The thermodynamic diagram is used to explore whether different countries have correlation on the same environmental factors. Elevation and rain can be found_ mean_annual has potential relevance in data statistics of different countries.
This heat map does not include cropland_ Cover, tree_ canopy_ Cover, temp_ annual_ Range factor analysis.
The code is as follows:
import numpy as np import seaborn as sns import matplotlib.pyplot as plt f, ax = plt.subplots(figsize = (6,6)) #Display heat map sns.heatmap(source[:,[0,3,4,6,7,8]], annot=True,fmt='.2f',cbar=True) ax.set_title('City Statistics ') ax.set_xlabel('Index Of Environmental Attributes') ax.set_ylabel('City name')
3, Experimental results and analysis
"Using Newton interpolation to predict 2019 urban (Asian) temperature". In this part, Newton interpolation method is used to predict 2019 urban (Asian) temperature. After testing, the interpolation result is relatively good, and the error with the actual statistics is small. Practical significance: when the temperature data of monitoring month is missing, Newton interpolation can be used to complete the data for use.

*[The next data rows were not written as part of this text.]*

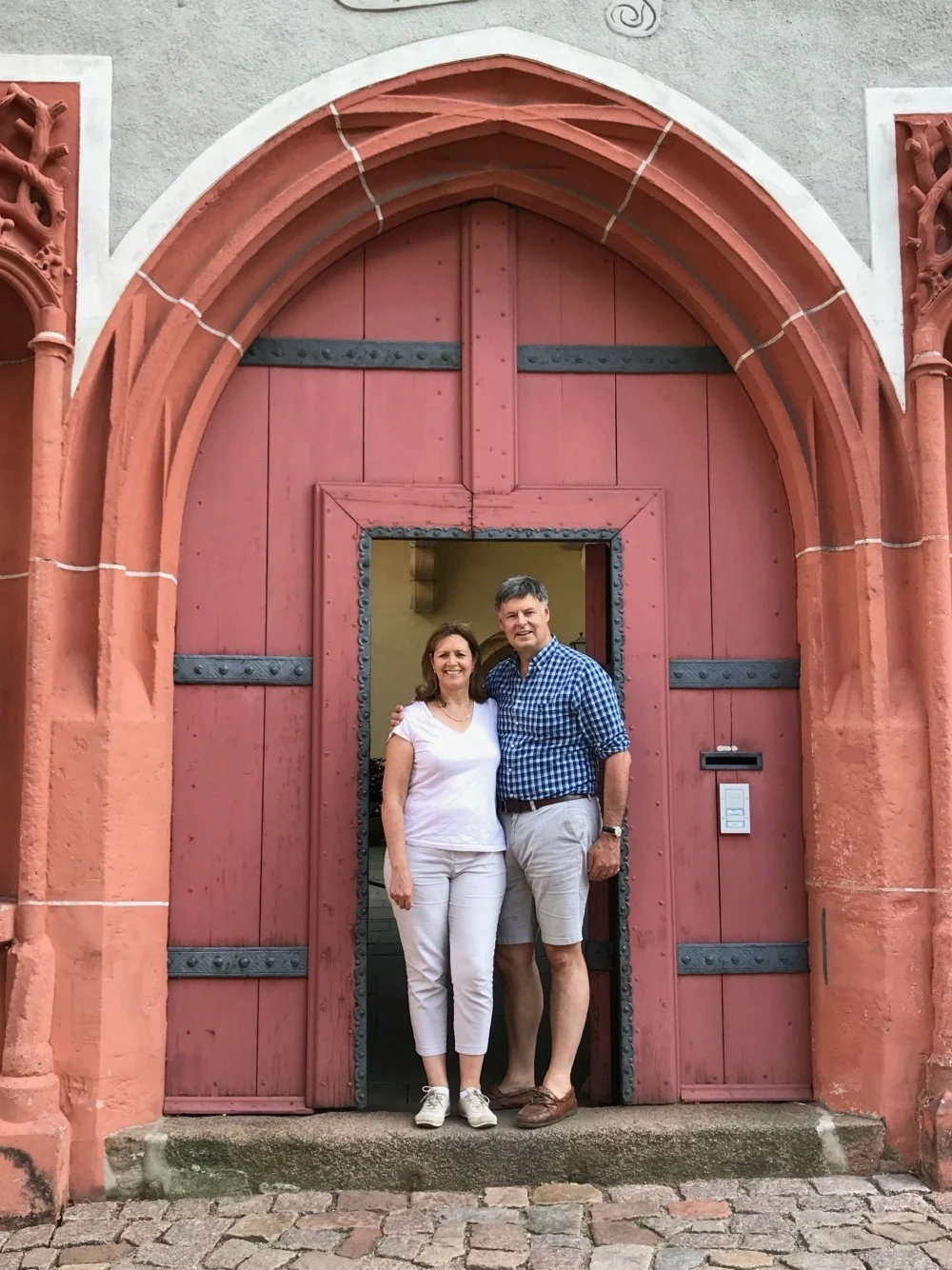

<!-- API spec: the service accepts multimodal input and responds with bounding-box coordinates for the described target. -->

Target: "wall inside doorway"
[370,539,585,758]
[367,539,587,1111]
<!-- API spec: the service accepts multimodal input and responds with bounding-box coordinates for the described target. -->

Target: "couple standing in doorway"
[381,577,629,1129]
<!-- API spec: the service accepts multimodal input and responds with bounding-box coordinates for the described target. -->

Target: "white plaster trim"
[0,42,952,403]
[136,269,245,354]
[795,533,948,560]
[18,556,179,586]
[806,882,952,895]
[599,119,674,243]
[327,102,384,233]
[734,294,846,373]
[0,53,111,387]
[15,899,169,908]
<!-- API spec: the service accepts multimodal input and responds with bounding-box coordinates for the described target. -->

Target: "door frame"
[307,484,678,1107]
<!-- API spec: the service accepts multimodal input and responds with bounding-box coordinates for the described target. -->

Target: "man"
[486,577,631,1129]
[391,575,631,1129]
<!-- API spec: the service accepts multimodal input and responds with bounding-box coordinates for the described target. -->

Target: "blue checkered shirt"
[486,638,628,799]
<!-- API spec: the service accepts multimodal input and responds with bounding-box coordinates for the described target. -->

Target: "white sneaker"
[414,1084,449,1129]
[460,1090,496,1129]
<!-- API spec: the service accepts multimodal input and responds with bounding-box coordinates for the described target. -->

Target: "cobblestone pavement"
[7,1174,952,1270]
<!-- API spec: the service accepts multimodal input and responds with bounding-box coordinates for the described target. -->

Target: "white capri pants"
[384,844,506,1058]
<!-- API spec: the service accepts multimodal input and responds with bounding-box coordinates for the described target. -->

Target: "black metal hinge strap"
[667,658,800,688]
[241,335,734,375]
[517,345,734,375]
[241,335,462,371]
[678,943,810,974]
[169,947,307,980]
[172,653,313,687]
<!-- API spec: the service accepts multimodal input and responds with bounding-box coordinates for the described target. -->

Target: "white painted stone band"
[599,119,674,243]
[136,269,245,354]
[327,102,384,233]
[19,899,169,908]
[806,880,952,895]
[734,287,846,372]
[796,533,948,560]
[0,556,179,586]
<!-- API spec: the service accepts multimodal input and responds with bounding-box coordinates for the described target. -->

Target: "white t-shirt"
[391,701,506,851]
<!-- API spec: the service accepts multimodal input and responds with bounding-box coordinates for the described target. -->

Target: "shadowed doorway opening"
[367,539,614,1111]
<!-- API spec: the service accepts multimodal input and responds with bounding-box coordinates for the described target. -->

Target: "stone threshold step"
[106,1102,884,1199]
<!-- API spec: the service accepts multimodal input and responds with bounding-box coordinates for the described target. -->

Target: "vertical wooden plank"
[585,543,616,1103]
[616,291,724,1084]
[622,493,679,1102]
[464,202,518,494]
[365,208,462,484]
[167,367,268,1098]
[308,491,361,1107]
[709,376,811,1087]
[265,248,365,1099]
[517,212,616,486]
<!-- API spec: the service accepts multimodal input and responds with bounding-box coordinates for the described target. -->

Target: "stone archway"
[1,57,929,1193]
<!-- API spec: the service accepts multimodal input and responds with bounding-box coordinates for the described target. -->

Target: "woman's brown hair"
[415,623,488,701]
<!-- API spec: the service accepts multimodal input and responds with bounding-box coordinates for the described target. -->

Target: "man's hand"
[389,706,404,731]
[587,833,622,882]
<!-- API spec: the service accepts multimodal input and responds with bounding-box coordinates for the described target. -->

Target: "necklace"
[437,697,472,723]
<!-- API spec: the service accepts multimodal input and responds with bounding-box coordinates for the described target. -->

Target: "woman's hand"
[388,864,414,912]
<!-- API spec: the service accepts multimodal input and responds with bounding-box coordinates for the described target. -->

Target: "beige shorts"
[496,798,602,943]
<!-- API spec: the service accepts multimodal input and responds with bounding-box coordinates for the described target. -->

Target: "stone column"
[0,308,72,1217]
[909,327,952,1190]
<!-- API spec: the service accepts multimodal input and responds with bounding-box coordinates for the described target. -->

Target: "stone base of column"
[919,1069,952,1190]
[0,1075,69,1224]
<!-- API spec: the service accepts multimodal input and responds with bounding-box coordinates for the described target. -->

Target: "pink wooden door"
[167,203,810,1110]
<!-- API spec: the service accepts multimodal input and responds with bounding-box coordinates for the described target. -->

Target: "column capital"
[909,348,952,380]
[27,330,72,357]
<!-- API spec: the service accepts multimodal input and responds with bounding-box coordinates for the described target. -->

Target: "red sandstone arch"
[14,57,929,1191]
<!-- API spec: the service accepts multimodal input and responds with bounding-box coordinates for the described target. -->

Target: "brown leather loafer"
[485,1084,536,1111]
[515,1084,579,1129]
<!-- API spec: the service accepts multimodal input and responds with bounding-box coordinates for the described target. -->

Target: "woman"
[381,623,506,1129]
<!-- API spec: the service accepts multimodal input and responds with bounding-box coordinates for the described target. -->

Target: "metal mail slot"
[701,749,764,772]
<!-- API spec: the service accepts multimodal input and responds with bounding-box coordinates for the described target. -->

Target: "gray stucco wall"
[0,0,952,258]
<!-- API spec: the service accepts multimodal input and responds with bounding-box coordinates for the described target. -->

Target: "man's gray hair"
[496,573,548,612]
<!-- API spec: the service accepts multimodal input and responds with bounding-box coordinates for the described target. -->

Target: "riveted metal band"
[515,345,734,375]
[667,658,800,688]
[241,335,734,375]
[172,653,313,687]
[678,943,810,974]
[169,947,307,980]
[241,335,462,371]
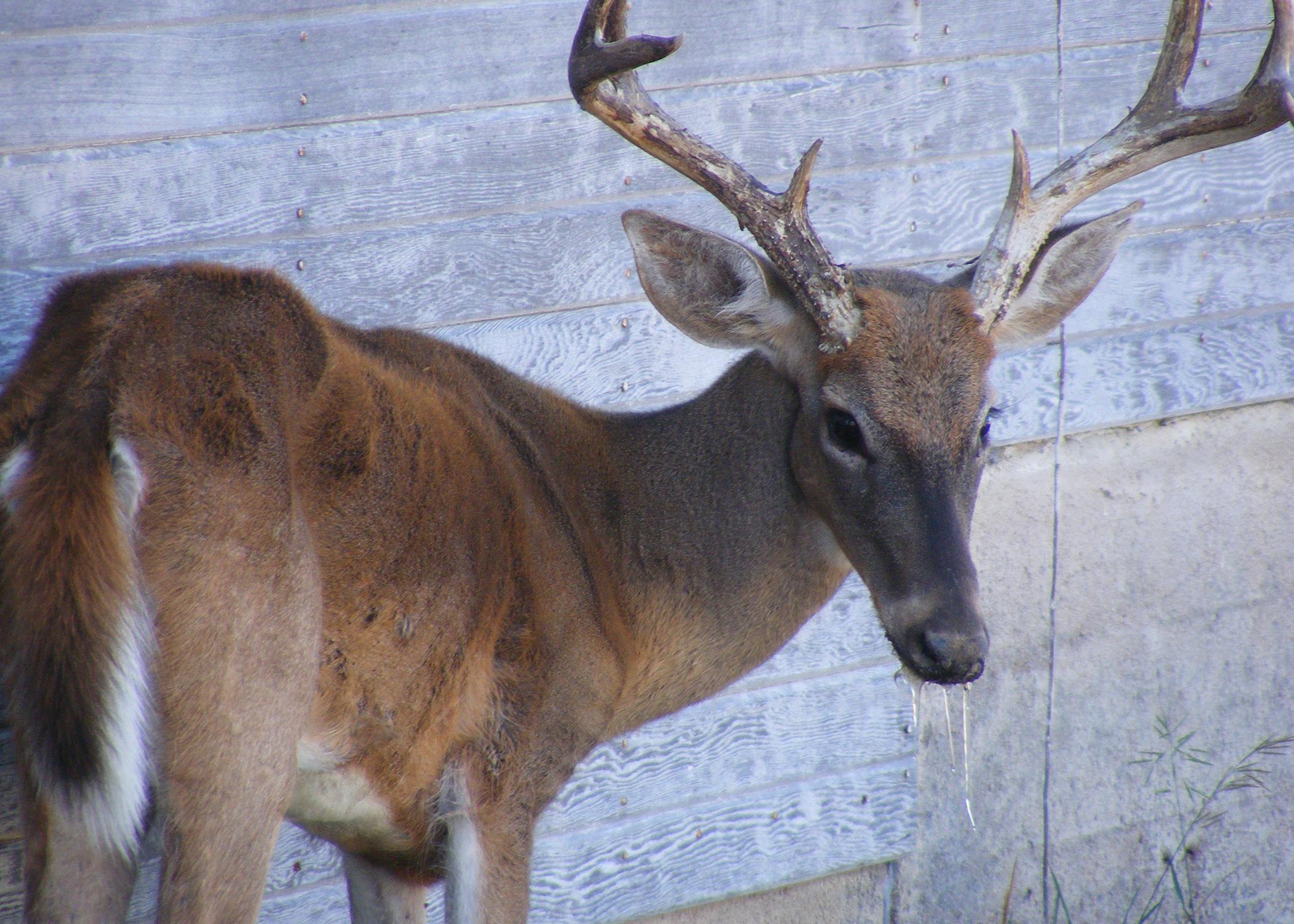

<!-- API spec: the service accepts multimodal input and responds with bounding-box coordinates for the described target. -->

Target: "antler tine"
[568,0,859,352]
[970,0,1294,328]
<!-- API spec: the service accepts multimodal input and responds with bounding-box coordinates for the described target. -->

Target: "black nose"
[921,628,988,683]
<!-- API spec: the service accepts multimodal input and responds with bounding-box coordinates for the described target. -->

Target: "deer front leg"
[440,766,534,924]
[343,854,427,924]
[14,732,134,924]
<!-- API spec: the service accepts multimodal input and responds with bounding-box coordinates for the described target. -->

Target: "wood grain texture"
[1065,304,1294,432]
[0,0,916,150]
[1061,0,1272,47]
[244,760,915,924]
[0,128,1294,370]
[0,54,1056,265]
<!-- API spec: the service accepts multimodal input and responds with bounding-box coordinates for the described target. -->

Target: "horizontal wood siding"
[0,0,1294,924]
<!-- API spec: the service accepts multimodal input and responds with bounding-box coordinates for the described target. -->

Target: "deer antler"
[568,0,861,352]
[970,0,1294,329]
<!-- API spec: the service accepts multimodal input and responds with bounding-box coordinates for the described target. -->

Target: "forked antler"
[970,0,1294,329]
[568,0,859,351]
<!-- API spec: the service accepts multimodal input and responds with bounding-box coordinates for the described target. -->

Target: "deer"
[0,0,1294,923]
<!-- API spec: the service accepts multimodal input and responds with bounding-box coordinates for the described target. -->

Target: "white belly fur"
[287,740,408,849]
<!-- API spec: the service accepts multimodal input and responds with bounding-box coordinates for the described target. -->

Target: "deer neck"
[603,355,849,727]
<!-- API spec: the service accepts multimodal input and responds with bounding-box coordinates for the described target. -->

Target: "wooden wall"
[0,0,1294,924]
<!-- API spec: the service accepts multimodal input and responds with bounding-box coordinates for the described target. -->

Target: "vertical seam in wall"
[881,859,898,924]
[1042,0,1065,924]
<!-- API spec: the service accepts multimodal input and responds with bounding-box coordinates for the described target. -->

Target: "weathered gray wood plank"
[0,0,365,38]
[1065,304,1294,431]
[531,761,916,922]
[0,219,1294,458]
[539,659,915,836]
[919,0,1271,59]
[260,760,915,924]
[7,129,1294,375]
[1061,0,1272,47]
[1062,28,1289,145]
[0,54,1056,264]
[0,0,915,150]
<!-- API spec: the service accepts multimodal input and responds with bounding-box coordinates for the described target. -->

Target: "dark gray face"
[792,277,993,683]
[624,211,1144,683]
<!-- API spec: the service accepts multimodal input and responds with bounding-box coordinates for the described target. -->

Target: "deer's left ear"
[986,201,1144,346]
[621,209,816,370]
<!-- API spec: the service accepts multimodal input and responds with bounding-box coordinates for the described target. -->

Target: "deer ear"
[621,209,816,362]
[990,201,1145,346]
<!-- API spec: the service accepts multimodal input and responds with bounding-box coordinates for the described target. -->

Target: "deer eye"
[827,408,868,458]
[980,408,1001,447]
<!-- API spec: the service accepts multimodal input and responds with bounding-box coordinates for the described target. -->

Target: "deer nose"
[921,626,988,683]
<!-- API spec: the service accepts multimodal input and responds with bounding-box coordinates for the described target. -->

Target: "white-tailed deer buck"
[0,0,1294,923]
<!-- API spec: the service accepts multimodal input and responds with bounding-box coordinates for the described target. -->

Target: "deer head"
[569,0,1294,683]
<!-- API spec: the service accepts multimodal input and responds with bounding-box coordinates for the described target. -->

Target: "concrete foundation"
[634,401,1294,924]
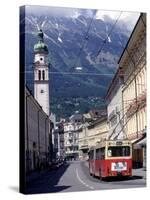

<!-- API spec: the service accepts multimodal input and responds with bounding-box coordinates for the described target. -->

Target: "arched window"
[42,70,45,80]
[39,70,41,80]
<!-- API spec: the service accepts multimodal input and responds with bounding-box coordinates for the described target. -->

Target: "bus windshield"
[108,146,130,157]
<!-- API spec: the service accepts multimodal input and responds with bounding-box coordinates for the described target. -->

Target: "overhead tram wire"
[96,11,123,57]
[71,10,97,72]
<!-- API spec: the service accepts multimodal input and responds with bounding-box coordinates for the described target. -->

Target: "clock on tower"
[34,29,49,115]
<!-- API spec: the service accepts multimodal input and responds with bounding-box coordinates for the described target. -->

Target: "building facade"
[119,14,147,168]
[106,68,127,140]
[79,116,108,160]
[64,114,83,160]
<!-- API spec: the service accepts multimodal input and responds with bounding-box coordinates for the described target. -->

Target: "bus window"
[100,147,105,160]
[89,150,94,160]
[107,146,130,157]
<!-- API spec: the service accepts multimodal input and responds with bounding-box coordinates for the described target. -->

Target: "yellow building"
[119,14,146,168]
[79,117,108,159]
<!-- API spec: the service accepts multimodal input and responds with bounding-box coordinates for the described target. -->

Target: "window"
[107,146,130,157]
[96,149,100,160]
[39,70,41,80]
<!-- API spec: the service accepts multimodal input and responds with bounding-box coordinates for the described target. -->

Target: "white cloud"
[95,10,140,30]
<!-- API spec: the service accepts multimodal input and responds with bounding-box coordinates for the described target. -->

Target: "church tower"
[34,29,49,115]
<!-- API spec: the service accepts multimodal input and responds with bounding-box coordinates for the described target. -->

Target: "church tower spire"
[34,29,49,115]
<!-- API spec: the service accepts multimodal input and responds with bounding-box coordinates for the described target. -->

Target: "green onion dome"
[34,29,48,53]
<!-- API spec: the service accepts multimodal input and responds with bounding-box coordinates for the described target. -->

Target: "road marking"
[76,169,94,190]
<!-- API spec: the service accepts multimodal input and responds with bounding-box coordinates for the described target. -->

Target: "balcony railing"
[126,92,146,118]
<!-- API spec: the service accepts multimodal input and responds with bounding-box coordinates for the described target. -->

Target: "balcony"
[126,91,146,118]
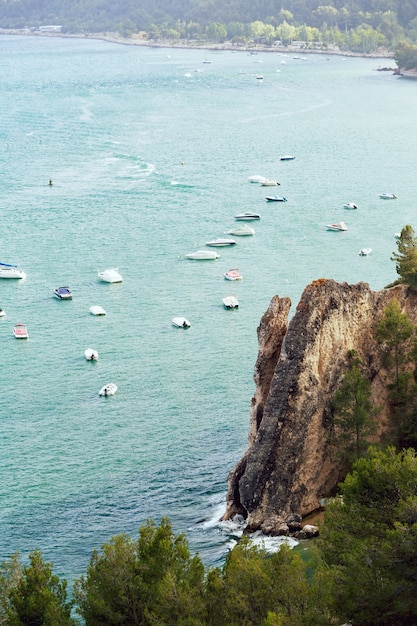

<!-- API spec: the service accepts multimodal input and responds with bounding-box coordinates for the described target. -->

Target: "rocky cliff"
[223,279,417,532]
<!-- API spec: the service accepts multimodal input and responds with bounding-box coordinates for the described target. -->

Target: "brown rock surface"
[224,279,417,531]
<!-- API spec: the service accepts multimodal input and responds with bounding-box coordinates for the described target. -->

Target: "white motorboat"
[88,305,106,315]
[0,263,26,278]
[185,250,220,261]
[223,268,242,280]
[228,224,255,237]
[261,180,279,187]
[222,296,239,309]
[206,239,236,248]
[326,222,347,230]
[98,383,117,397]
[172,317,191,328]
[98,267,123,283]
[235,211,261,222]
[84,348,98,361]
[54,287,72,300]
[248,174,268,183]
[13,324,29,339]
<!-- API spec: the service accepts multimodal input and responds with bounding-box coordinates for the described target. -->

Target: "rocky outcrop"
[223,279,417,534]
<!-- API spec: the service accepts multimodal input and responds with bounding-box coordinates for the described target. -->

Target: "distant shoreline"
[0,29,394,59]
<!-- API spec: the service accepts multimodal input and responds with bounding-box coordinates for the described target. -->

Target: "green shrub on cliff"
[319,448,417,626]
[391,224,417,290]
[75,518,205,626]
[333,351,379,467]
[0,550,76,626]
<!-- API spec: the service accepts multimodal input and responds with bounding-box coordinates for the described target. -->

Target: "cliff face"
[223,279,417,530]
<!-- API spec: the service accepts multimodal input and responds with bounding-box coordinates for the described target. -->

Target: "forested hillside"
[0,0,417,53]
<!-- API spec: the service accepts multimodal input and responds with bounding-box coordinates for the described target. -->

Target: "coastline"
[0,28,394,60]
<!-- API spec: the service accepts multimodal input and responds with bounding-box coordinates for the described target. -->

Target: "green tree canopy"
[319,448,417,626]
[391,223,417,290]
[333,352,378,467]
[75,518,205,626]
[0,550,76,626]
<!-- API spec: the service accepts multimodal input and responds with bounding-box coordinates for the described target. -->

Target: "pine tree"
[333,353,379,464]
[391,224,417,290]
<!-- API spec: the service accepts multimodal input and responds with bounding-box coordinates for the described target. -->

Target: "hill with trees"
[0,0,417,54]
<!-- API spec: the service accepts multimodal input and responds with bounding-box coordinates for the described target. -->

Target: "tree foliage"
[319,448,417,626]
[75,518,204,626]
[0,0,417,51]
[0,550,75,626]
[333,353,378,467]
[375,298,415,393]
[391,224,417,290]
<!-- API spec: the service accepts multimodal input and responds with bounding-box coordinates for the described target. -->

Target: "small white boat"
[13,324,29,339]
[172,317,191,328]
[98,267,123,283]
[88,305,106,315]
[206,239,236,248]
[0,263,26,278]
[84,348,98,361]
[261,180,279,187]
[54,287,72,300]
[228,224,255,237]
[185,250,220,261]
[222,296,239,309]
[235,211,261,222]
[248,174,268,183]
[326,222,347,230]
[98,383,117,396]
[223,268,242,280]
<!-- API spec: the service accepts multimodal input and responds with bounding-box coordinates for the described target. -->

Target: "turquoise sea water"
[0,36,417,579]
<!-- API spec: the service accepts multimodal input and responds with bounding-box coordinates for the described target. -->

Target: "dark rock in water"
[223,279,417,533]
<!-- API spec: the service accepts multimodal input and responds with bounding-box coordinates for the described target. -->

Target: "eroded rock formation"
[224,279,417,531]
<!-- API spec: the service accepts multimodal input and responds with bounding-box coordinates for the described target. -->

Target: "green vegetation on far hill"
[0,0,417,54]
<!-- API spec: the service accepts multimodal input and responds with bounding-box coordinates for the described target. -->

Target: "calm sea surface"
[0,36,417,580]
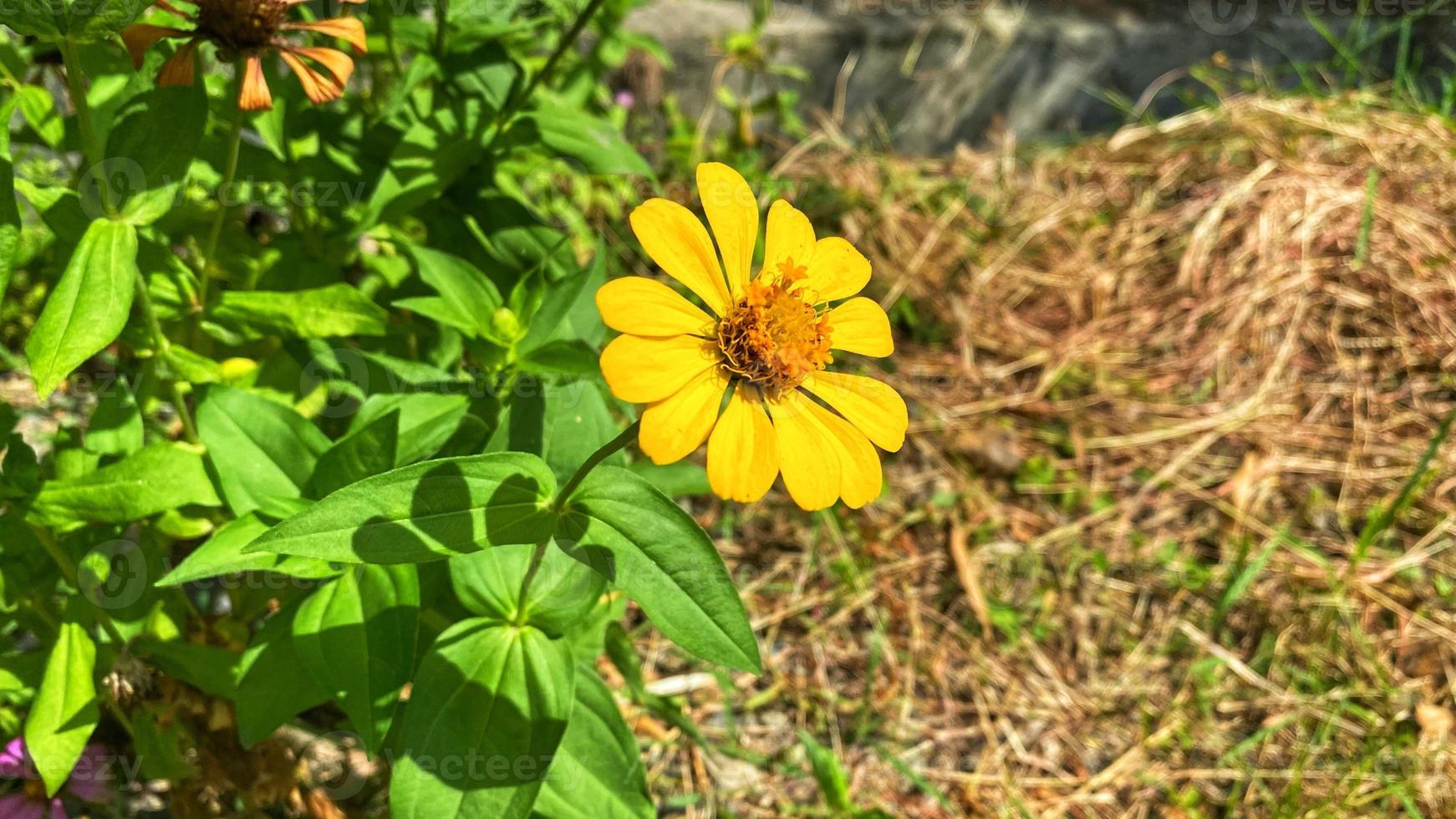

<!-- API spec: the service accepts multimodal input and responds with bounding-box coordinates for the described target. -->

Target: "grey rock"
[628,0,1421,155]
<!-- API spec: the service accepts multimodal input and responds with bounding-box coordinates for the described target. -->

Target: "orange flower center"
[196,0,288,53]
[718,261,832,390]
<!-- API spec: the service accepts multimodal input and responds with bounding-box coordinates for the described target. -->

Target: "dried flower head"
[121,0,367,110]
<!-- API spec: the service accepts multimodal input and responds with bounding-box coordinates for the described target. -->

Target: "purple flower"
[0,736,110,819]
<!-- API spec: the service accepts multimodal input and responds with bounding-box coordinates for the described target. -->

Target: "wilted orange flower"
[597,163,909,509]
[121,0,367,110]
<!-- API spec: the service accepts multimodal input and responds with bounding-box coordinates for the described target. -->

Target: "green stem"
[552,420,642,512]
[57,39,112,212]
[137,271,202,444]
[435,0,450,59]
[516,420,642,625]
[37,532,127,646]
[495,0,606,126]
[196,74,243,317]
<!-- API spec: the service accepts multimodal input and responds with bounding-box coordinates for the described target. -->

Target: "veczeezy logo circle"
[76,157,147,220]
[77,540,150,611]
[1188,0,1260,37]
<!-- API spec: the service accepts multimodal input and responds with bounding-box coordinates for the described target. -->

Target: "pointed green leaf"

This part is an exploratory experiment. Its conclusion can be used as a research and exploration direction, but it can't be taken out of context without a lot of verification. The calculation result of the possible factors related to the isothermal property is: cropland_ Cover, tree_ canopy_ Cover, temp_ annual_ Range (annual temperature fluctuation range) is also in line with geographical knowledge.
Finally, based on Pearson correlation coefficient and thermodynamic diagram analysis, the potential factors are Elevation and rain_mean_annual (annual average precipitation) is also the factor direction that the experiment can continue. In addition, the construction of nonlinear relationship can be considered, and further strengthening analysis can be carried out by using the easy fitting of neural network *.